Job Execution through PBS

Once resources have been allocated through PBS, users have the option of serially runing commands on the allocated resources head node or across all the resources in the allocated resource pool.

Serial

Batch Script

The executable portion of batch scripts is interpreted by the shell specified on the first line of the script. If a shell is not specified, the submitting user’s default shell will be used. This portion of the script may contain comments, shell commands, executable scripts, and compiled executables.
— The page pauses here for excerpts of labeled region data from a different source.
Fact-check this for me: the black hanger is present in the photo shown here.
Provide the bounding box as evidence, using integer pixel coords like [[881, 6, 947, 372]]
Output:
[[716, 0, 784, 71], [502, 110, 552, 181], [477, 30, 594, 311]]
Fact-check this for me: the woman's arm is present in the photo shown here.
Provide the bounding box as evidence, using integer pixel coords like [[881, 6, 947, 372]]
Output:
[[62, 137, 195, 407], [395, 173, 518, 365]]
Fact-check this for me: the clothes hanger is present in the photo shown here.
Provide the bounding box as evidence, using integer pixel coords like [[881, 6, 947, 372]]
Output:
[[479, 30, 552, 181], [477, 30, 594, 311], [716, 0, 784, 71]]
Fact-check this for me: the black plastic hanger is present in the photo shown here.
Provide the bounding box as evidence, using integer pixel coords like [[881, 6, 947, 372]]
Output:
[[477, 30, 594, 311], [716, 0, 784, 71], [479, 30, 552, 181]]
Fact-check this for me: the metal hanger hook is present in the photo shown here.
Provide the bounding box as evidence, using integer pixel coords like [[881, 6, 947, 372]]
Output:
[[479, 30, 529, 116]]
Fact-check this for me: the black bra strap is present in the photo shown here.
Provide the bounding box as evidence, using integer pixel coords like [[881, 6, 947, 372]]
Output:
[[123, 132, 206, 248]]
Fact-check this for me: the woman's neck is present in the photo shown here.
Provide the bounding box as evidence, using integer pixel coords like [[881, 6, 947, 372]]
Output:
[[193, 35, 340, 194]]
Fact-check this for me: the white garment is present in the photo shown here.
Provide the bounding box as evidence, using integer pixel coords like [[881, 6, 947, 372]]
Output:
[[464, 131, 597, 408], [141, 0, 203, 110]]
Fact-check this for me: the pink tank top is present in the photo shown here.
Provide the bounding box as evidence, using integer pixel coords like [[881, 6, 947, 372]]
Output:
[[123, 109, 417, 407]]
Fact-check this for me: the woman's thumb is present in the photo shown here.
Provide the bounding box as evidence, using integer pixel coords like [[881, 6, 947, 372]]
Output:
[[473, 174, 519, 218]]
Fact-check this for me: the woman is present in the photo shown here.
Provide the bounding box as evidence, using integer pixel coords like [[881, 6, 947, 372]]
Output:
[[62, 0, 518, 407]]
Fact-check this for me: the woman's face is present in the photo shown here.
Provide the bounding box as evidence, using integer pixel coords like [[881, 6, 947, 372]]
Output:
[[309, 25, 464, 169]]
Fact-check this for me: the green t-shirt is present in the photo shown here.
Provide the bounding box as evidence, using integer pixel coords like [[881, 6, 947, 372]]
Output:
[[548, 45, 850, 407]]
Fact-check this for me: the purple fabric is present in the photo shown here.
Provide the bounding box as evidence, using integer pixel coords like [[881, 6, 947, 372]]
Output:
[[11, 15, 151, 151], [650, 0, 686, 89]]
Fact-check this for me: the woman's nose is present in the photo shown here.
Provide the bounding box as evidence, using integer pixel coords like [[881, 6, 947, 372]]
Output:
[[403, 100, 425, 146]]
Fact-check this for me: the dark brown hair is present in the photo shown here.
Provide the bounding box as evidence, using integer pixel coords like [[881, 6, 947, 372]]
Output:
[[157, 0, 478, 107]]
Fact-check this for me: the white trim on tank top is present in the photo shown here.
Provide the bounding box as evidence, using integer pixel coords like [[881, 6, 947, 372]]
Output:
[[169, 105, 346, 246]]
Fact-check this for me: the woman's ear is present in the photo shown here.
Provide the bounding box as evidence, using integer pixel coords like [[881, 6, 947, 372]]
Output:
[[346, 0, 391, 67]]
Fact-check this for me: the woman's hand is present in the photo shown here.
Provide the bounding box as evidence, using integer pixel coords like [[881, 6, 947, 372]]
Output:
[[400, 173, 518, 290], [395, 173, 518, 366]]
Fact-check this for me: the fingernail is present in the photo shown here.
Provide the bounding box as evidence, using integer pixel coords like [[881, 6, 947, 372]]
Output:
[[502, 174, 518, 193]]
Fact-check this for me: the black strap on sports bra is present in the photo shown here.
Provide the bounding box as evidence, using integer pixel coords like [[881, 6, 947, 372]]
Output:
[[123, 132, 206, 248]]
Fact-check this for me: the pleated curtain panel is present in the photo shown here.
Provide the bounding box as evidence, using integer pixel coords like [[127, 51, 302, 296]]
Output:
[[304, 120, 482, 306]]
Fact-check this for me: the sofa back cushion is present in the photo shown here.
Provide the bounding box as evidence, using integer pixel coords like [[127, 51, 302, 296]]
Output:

These can be used in combination to, for example, navigate file systems, set up job execution, run executables, and even submit other batch jobs.

Batch Interactive

While running in interactive mode, the submitting user’s default shell will be used.

Parallel

By default, commands will only be executed on the head processor from the group of allocated resources. To run a command on each resource in the job’s allocated resource pool, the aprun command should be used.

Using MSP mode

For executables compiled in MSP mode, aprun will run the given executable on the given number of MSPs. For example, if a.out was compiled in MSP mode,

aprun -n 256 a.out

will run a.out on 256 MSPs.

Before running this job, at least 256 MPSs should be allocated through PBS. For example, the following line could be used in your PBS batch script:

#PBS -l mppe=256

See the C and Fortran sections of the Phoenix compiling page for more information on compiling a code in MSP mode.

The file command can be used to determine if an executable was compiled in MSP mode. For example,

> file a.out
 a.out: ELF 64-bit MSB executable (not stripped) MSP application NV1 - version 1
>

shows that a.out was compiled in MSP mode.

Please note that the file command must be executed from Phoenix.

Using SSP mode

For executables compiled in SSP mode, aprun will run the given executable on the given number of SSPs. For example, if a.out was compiled in SSP mode,

aprun -n 256 a.out

will run a.out on 256 SSPs.

Before running this job, at least 64 MSPs should be allocated through PBS. For example, the following could be added to your PBS batch script:

#PBS -l mppe=64

See the C and Fortran sections of the Phoenix compiling page for more information on compiling a code in SSP mode.

The file command can be used to determine if an executable was compiled in SSP mode. For example,

> file a.out
 a.out: ELF 64-bit MSB executable (not stripped) SSP application NV1 - version 1
>

shows that a.out was compiled in SSP mode.

Please note that the file command must be executed from Phoenix.

Memory

On Phoenix, each node contains 8 GB of memory. A brief overview of a node is provided below.

  • One node contains four MSPs.
  • One MSP contains four SSPs.
Node
MSP 0 MSP 1 MSP 2 MSP 3
SSP 0 SSP 1 SSP 0 SSP 1 SSP 0 SSP 1 SSP 0 SSP 1
SSP 2 SSP 3 SSP 2 SSP 3 SSP 2 SSP 3 SSP 2 SSP 3

Each MSP on a node shares the node’s 8 GB of memory. By default, jobs are executed on each MSP or SSP of the allocated nodes. For example, if a.out was compiled in MSP mode, the following job would have 8 GB of memory available:

#PBS -l mppe=4
aprun -n 4 a.out

The following aprun command can be used to run the MSP mode executable a.out on four MSPs across four nodes, allowing the job to use almost 8 GB per MPI task:

#PBS -l mppe= 16
aprun -n 4 -m 8000M a.out

To use all of the memory on a node, you must request the number of entire nodes required through PBS. In this case, four nodes or 16 MSPs.

Because the system requires a small amount of memory on each node, you cannot request all of the node’s memory. If a job requested -m 8GMB, the job would sit in a posted state and never run. Requesting 8,000 MB will reserve almost all of the node’s memory available for user processes.